The call for hospital expansion in Red Deer is being renewed by one city councillor who says it's not worth speculating what's holding the provincial government up in making a decision.
But in his heart of hearts, Ken Johnston believes both Alberta Health Services and the provincial government know what's the right thing to do.
Johnston presented a notice of motion at Monday's council meeting which specifies no fewer than eight areas identified in the December 2015 Needs Assessment by AHS as operating at or beyond capacity.
Johnson choked back tears as he came to read the item 'Cardiac Science Services.' His wife spent close to four months in hospital, including a few days in Calgary and the rest in Red Deer in late 2016 and early 2017 before passing away due to heart issues. She originally had to be airlifted to Calgary because Red Deer lacks a cardiac catheterization lab.
"The doctors -- to their great credit -- their message is simple: their ability to care for you and I is impaired with the conditions at our hospital," he said. "They are stating the facts and certainly the needs assessment done by AHS in 2015 bared those facts out very clearly and the doctors are essentially saying we wonder if the public understands that this issue is so grave at this point."
The sobering number Johnston returns to is the mortality rate for a Central zone resident who suffers a cardiac event, which is 50 to 60 per cent higher than for someone who'd experience the same thing in Calgary or Edmonton.

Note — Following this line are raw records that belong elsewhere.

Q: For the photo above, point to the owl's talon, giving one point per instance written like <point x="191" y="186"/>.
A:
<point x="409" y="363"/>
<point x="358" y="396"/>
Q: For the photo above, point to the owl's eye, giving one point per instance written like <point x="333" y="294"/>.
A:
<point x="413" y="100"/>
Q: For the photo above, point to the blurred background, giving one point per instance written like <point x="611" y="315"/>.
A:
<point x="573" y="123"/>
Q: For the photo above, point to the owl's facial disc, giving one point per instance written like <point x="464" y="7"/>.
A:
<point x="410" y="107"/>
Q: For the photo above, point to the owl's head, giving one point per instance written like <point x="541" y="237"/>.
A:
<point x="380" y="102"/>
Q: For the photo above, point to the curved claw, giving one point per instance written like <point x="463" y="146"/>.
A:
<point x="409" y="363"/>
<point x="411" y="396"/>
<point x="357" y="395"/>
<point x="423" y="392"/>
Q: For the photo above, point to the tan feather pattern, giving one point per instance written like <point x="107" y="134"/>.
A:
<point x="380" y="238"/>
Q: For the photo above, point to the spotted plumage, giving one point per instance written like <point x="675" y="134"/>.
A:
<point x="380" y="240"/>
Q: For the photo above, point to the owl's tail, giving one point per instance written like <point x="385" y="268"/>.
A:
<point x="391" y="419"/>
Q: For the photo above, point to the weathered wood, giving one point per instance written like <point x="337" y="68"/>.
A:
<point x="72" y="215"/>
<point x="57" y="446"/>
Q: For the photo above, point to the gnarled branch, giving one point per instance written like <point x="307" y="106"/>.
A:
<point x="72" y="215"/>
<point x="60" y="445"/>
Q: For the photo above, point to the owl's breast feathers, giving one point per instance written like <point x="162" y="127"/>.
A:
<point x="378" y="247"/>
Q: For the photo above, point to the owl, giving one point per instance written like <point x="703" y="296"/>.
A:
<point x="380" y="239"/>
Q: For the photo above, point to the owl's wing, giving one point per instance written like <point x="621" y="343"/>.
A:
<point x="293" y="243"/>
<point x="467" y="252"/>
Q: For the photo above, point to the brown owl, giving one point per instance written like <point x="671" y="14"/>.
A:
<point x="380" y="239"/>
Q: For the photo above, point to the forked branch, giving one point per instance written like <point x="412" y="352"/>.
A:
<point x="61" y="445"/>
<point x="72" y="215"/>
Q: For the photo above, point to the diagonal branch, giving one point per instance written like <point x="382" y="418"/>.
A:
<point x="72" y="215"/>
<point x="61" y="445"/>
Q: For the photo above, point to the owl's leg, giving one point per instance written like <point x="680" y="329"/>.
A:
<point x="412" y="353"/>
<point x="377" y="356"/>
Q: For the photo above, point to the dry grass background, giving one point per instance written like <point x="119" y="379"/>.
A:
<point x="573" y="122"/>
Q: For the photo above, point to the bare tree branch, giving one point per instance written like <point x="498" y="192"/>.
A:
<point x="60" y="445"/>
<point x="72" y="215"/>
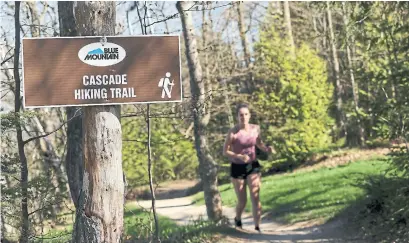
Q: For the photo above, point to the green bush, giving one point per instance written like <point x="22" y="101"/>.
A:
<point x="294" y="110"/>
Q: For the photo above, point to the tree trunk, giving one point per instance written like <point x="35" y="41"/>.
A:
<point x="287" y="20"/>
<point x="24" y="234"/>
<point x="207" y="166"/>
<point x="99" y="216"/>
<point x="73" y="161"/>
<point x="338" y="86"/>
<point x="243" y="38"/>
<point x="360" y="137"/>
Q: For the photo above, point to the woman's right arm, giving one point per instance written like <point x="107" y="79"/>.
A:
<point x="227" y="145"/>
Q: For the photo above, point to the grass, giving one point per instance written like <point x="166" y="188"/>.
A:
<point x="139" y="225"/>
<point x="301" y="196"/>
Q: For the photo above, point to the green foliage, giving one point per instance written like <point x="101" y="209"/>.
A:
<point x="294" y="107"/>
<point x="307" y="195"/>
<point x="173" y="156"/>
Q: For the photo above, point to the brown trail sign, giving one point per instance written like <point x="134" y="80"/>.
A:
<point x="81" y="71"/>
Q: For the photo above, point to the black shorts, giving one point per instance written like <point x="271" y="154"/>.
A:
<point x="241" y="171"/>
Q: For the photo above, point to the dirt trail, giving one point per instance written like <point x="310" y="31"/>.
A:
<point x="182" y="211"/>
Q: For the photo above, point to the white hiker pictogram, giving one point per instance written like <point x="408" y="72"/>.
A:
<point x="165" y="83"/>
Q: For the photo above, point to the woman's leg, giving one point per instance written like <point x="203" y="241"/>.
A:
<point x="240" y="189"/>
<point x="254" y="182"/>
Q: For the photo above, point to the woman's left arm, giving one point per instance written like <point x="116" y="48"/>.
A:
<point x="260" y="144"/>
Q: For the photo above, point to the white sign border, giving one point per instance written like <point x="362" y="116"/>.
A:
<point x="100" y="104"/>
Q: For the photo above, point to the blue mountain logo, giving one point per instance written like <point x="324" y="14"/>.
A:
<point x="96" y="51"/>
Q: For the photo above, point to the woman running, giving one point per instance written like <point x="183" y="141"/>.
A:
<point x="239" y="147"/>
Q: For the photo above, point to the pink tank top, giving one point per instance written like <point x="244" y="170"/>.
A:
<point x="244" y="143"/>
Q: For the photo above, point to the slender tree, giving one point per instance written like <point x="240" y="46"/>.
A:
<point x="99" y="216"/>
<point x="207" y="165"/>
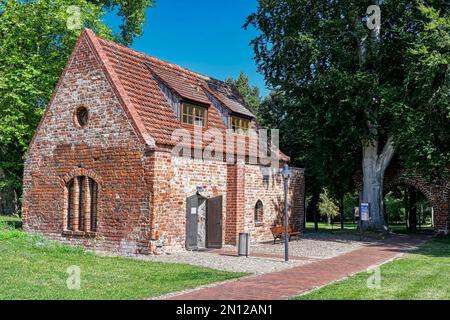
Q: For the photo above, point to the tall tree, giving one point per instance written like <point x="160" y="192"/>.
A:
<point x="360" y="84"/>
<point x="249" y="92"/>
<point x="132" y="13"/>
<point x="36" y="39"/>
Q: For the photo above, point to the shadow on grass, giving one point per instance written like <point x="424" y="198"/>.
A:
<point x="13" y="222"/>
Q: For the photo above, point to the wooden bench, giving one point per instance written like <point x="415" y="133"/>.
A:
<point x="278" y="233"/>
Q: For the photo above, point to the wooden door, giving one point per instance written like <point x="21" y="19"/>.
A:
<point x="214" y="223"/>
<point x="191" y="222"/>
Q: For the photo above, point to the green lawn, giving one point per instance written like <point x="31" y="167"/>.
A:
<point x="423" y="274"/>
<point x="34" y="268"/>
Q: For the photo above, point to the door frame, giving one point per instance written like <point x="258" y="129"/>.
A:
<point x="207" y="223"/>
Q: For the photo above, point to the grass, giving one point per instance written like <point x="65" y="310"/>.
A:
<point x="422" y="274"/>
<point x="34" y="268"/>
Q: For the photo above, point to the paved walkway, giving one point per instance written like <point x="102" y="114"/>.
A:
<point x="291" y="282"/>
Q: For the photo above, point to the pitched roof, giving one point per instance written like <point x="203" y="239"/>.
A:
<point x="137" y="76"/>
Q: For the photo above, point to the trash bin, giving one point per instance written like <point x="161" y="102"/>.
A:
<point x="244" y="239"/>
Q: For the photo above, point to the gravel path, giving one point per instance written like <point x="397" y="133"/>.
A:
<point x="309" y="248"/>
<point x="315" y="246"/>
<point x="253" y="265"/>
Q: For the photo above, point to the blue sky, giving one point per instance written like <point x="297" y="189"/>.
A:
<point x="202" y="35"/>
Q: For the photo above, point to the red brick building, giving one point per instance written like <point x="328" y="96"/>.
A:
<point x="103" y="169"/>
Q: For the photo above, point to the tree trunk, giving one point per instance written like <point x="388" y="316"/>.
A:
<point x="315" y="200"/>
<point x="341" y="204"/>
<point x="412" y="209"/>
<point x="374" y="167"/>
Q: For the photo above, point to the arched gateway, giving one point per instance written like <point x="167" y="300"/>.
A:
<point x="436" y="192"/>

The other seven areas cited in Johnston's motion (and in the 2015 AHS Needs Assessment) include Interventional and Procedural Services, Emergency Services, Maternal Child Services, Ambulatory Care Services, Addiction and Mental Health Services, Clinical Support Services, and Non-clinical Support Services.
"I'm grateful first of all that the medical community is what it is in our city. Our doctors give extraordinary care here given what they have to work with. I think when we dropped off the capital plan in 2016, that was the straw that broke the camel's back," Johnston said.
"This is an equity issue, it’s a mortality issue, it's a service issue and it's time we need to address it."
The notice of motion returns to council in two weeks.
A public rally is being planned by Diagnosis Critical for September 9, though a time and place is yet to be announced.